Health and Human Services-oriented lawmakers will likely breathe a short sigh of relief when they see the proposal. The House and Senate had targeted the budget sector for a $150 million funding reduction but that was reduced to $50 million as part of Sunday’s deal.
The plan also includes $400 million of property tax relief, likely a mixture of local government and county funding as well as direct aid to homeowners and renters. That’s up from the House property tax proposal, which stood at about $250 million.
Dayton and the DFL leaders were also adamant that their tax plan only targets the wealthiest Minnesotans. They had been facing criticism from Republicans who argued that proposed taxes on alcohol, cigarettes and an expanded sales-tax services would hit middle-class taxpayers.
“We’re not raising taxes on the middle class with the exception of the cigarette tax,” Dayton said.
It appears the alcohol tax is off the table for now. Thissen said a proposed gas tax hike is also currently not part of the deal, and Dayton said the sales tax changes wouldn’t include clothing or consumer services.
Senate Majority Leader Tom Bakk said after the press conference that the Senate, which has been the main force behind sales tax reform after the governor’s initial budget plan was withdrawn, was resurrecting some of the sales tax proposals on businesses that Dayton had first proposed.
That’s a flip from the Senate’s most recent proposal, which would have expanded the sales tax to some consumer services and clothing but lowered the rate. Dayton appeared adamant that those provisions remain out of the deal.
“We’re going to select some of that menu of business-to-business sales tax provisions, enact them and then redirect that money to some economic development projects, some sales tax exemptions and some other, actually, tax reductions,” Bakk said with genuine enthusiasm.
DFLers said their committee chairs would have a lot of latitude to finalize the deal, except for certain mandates.

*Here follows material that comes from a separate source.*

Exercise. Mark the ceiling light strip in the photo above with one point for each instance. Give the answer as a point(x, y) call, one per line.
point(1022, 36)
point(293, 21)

Republicans were unimpressed by the announced progress.
“Disappointing news out of the DFL that their gift for every hardworking mother in the state of Minnesota is going to be more than a $2 billion tax increase,” House Minority Leader Kurt Daudt said shortly after the announcement on Sunday.
Daudt and Senate Minority Leader David Hann also voiced their clearest opposition to bonding–the plan calls for an $800 million borrowing bill this session–in light of the tax increases that Democrats kept on the table.
DFLers need a handful of Republican votes in the House and Senate to reach the 60 percent threshold required to pass a bonding bill. It’s unclear if they’ll be able to persuade individual lawmakers to support the package when the caucus leaders oppose the overall measure.
“At this point, our caucuses are not interested in borrowing on top of taxing Minnesotans another two-plus billion dollars,” Daudt said.